The fitness guru revealed his troubled childhood in his 2022 documentary Joe Wicks: Facing My Childhood.

The country's favourite fitness guru, nicknamed Body Coach, looked delighted as he posed with his mother Raquela on his back after the performance.

The country’s favourite fitness guru, nicknamed Body Coach, looked delighted as he posed with his mother Raquela on his back after the performance.

Joe has said he suffered from constant anxiety as a child growing up with his heroin-addicted father and mother, who suffered from severe OCD, but he is now close to his mother.

Joe has said he suffered from constant anxiety as a child growing up with his heroin-addicted father and mother, who suffered from severe OCD, but he is now close to his mother.

Raquela left him in the care of her heroin-addicted father, Gary, when she was 12 to get help for her OCD.

Joe praised his mother for being “brave” enough to get him the help he needed in the form of five months of therapy, while his older brother, Nikki, tried to shield him from the daily horrors of living with their addicted father.

The fitness guru explained that his mother feared that he and his siblings would be taken to a foster home if she told people about their problems.

“I was born in 1985 and she was only 19 when she had me.
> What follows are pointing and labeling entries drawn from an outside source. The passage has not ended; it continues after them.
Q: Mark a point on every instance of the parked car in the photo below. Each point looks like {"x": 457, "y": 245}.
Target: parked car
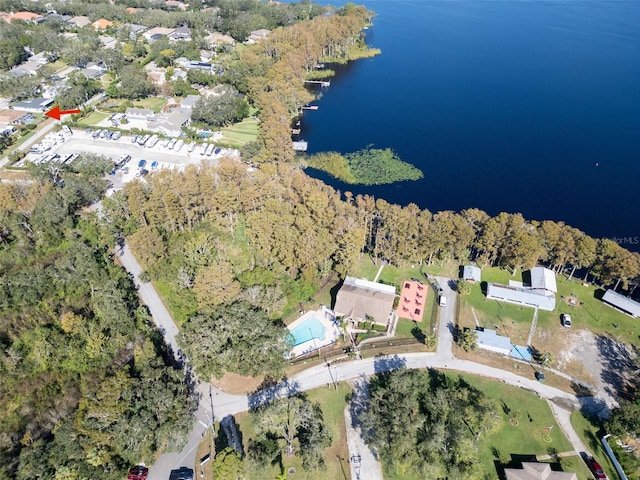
{"x": 139, "y": 472}
{"x": 596, "y": 469}
{"x": 182, "y": 473}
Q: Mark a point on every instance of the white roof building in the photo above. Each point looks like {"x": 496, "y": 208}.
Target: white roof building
{"x": 622, "y": 303}
{"x": 543, "y": 279}
{"x": 521, "y": 296}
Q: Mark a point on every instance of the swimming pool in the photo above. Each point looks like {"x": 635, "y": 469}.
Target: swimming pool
{"x": 309, "y": 329}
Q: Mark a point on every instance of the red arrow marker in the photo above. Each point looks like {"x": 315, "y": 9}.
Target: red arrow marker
{"x": 55, "y": 112}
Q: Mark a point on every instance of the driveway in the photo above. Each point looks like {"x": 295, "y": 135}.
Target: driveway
{"x": 322, "y": 375}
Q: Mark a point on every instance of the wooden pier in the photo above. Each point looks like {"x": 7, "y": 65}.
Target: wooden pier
{"x": 322, "y": 83}
{"x": 300, "y": 146}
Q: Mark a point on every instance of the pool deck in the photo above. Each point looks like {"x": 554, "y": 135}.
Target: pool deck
{"x": 331, "y": 332}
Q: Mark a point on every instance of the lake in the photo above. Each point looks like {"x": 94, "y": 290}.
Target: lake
{"x": 525, "y": 106}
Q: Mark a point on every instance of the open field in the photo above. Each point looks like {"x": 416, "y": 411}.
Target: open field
{"x": 333, "y": 403}
{"x": 241, "y": 133}
{"x": 592, "y": 346}
{"x": 529, "y": 437}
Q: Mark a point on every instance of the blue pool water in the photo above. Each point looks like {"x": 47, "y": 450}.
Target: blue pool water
{"x": 307, "y": 330}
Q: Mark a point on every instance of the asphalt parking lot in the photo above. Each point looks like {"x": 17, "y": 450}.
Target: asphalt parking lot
{"x": 83, "y": 142}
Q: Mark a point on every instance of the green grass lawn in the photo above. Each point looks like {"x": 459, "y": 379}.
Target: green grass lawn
{"x": 93, "y": 118}
{"x": 241, "y": 133}
{"x": 527, "y": 438}
{"x": 514, "y": 320}
{"x": 333, "y": 403}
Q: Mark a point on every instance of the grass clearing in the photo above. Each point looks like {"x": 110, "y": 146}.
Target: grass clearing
{"x": 241, "y": 133}
{"x": 333, "y": 403}
{"x": 590, "y": 313}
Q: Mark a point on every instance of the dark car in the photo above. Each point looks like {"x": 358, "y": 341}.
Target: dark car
{"x": 596, "y": 469}
{"x": 182, "y": 473}
{"x": 138, "y": 472}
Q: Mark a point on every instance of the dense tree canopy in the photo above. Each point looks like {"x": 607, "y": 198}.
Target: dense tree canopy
{"x": 85, "y": 389}
{"x": 425, "y": 423}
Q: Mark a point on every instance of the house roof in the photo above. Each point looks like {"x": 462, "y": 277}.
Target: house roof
{"x": 362, "y": 297}
{"x": 628, "y": 306}
{"x": 521, "y": 296}
{"x": 537, "y": 471}
{"x": 139, "y": 112}
{"x": 8, "y": 116}
{"x": 102, "y": 23}
{"x": 189, "y": 101}
{"x": 490, "y": 340}
{"x": 24, "y": 16}
{"x": 471, "y": 272}
{"x": 543, "y": 279}
{"x": 157, "y": 31}
{"x": 33, "y": 104}
{"x": 216, "y": 38}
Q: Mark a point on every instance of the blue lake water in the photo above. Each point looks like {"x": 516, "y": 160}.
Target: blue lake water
{"x": 524, "y": 106}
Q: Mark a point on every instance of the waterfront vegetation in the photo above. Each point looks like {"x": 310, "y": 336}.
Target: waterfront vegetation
{"x": 79, "y": 358}
{"x": 369, "y": 166}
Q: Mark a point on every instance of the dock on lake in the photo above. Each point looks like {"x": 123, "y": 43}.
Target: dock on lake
{"x": 322, "y": 83}
{"x": 300, "y": 146}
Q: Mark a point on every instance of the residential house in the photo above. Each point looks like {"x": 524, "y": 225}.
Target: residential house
{"x": 538, "y": 292}
{"x": 537, "y": 471}
{"x": 258, "y": 35}
{"x": 107, "y": 41}
{"x": 157, "y": 32}
{"x": 180, "y": 34}
{"x": 15, "y": 117}
{"x": 189, "y": 101}
{"x": 622, "y": 303}
{"x": 215, "y": 40}
{"x": 359, "y": 300}
{"x": 93, "y": 71}
{"x": 472, "y": 274}
{"x": 79, "y": 21}
{"x": 139, "y": 113}
{"x": 171, "y": 123}
{"x": 102, "y": 24}
{"x": 175, "y": 5}
{"x": 21, "y": 16}
{"x": 521, "y": 296}
{"x": 35, "y": 105}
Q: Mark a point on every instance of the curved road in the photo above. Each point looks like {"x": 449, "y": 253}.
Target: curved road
{"x": 321, "y": 375}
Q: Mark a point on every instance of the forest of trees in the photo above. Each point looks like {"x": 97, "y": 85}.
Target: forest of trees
{"x": 426, "y": 424}
{"x": 86, "y": 389}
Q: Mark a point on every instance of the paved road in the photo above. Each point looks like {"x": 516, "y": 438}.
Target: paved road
{"x": 323, "y": 375}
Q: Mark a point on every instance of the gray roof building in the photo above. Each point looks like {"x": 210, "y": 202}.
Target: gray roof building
{"x": 471, "y": 273}
{"x": 622, "y": 303}
{"x": 358, "y": 298}
{"x": 490, "y": 340}
{"x": 537, "y": 471}
{"x": 543, "y": 279}
{"x": 521, "y": 296}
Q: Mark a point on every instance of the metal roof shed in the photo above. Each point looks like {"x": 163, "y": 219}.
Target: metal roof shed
{"x": 622, "y": 303}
I had this fear that if I told people I had an eating disorder or that I was going through a difficult time, they would take them away.”
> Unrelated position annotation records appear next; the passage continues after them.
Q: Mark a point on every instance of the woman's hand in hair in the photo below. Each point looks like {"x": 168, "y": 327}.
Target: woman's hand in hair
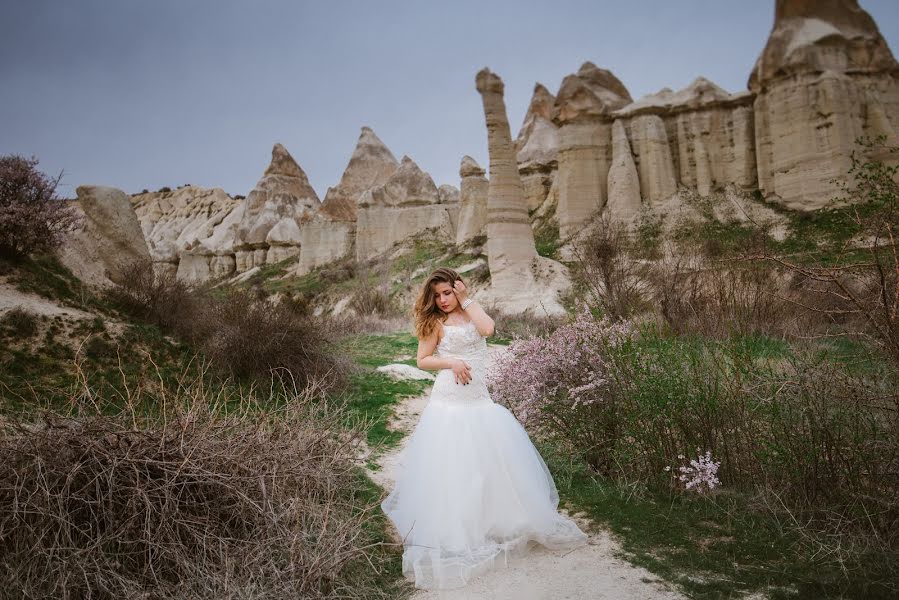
{"x": 460, "y": 290}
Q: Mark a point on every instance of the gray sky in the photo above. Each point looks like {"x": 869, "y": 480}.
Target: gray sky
{"x": 167, "y": 92}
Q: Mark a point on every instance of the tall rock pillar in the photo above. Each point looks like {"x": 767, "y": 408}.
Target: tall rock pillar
{"x": 520, "y": 279}
{"x": 825, "y": 77}
{"x": 583, "y": 112}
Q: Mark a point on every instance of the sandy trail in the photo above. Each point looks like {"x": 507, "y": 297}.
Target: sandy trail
{"x": 589, "y": 572}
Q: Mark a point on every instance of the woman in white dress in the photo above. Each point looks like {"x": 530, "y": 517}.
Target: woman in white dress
{"x": 471, "y": 490}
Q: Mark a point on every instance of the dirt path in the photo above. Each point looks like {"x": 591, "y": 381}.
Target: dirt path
{"x": 589, "y": 572}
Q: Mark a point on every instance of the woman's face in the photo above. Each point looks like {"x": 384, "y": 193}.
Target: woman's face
{"x": 445, "y": 297}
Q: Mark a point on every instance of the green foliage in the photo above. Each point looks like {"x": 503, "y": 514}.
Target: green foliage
{"x": 712, "y": 547}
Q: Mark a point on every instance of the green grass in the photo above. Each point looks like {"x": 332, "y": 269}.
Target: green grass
{"x": 712, "y": 548}
{"x": 372, "y": 394}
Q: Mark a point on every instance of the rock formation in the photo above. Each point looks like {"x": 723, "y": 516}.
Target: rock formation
{"x": 583, "y": 112}
{"x": 624, "y": 182}
{"x": 520, "y": 279}
{"x": 537, "y": 147}
{"x": 108, "y": 240}
{"x": 825, "y": 77}
{"x": 405, "y": 205}
{"x": 331, "y": 233}
{"x": 473, "y": 201}
{"x": 371, "y": 164}
{"x": 281, "y": 196}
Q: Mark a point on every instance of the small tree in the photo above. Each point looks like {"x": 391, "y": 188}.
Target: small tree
{"x": 32, "y": 217}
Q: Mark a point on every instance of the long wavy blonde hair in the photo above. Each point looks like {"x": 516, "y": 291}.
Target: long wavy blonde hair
{"x": 426, "y": 312}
Joe recalls that he was always “aware” of his father’s addiction and explains the impact it had on him as a child: “Heroin addiction is a really destructive thing.

Joe's mother, Raquela, left him in the care of her heroin-addicted father, Gary, when he was 12 to get help for her OCD (pictured with her mother and brother Nikki)

Joe’s mother, Raquela, left him in the care of her heroin-addicted father, Gary, when he was 12 to get help for her OCD (pictured with her mother and brother Nikki)

‘I was anxious all the time, scared and nervous. I misbehaved at school. I was disruptive, I was the naughty kid because no one would stop me and say, “What’s going on?”‘

On his mother’s battle with OCD, Joe revealed: “She would mop the house three or four times a day, I would vacuum my room twice a day. I had to teach her the rules. Those things weren’t normal, but in my head I was like, ‘All mothers do this’… Every day was an argument.”

She continued: “I went through a lot of stuff, nobody talked about it, nobody said, ‘What’s going on? ’ So your mother and father just didn’t want to talk about these things and that’s what the documentary is about – when can we bring children into the conversation?”

Joe and his wife Rosie welcomed their fourth child, Dusty, last month.

The couple are also proud parents to daughters Indie, six, and Leni, two, and son Marley, five.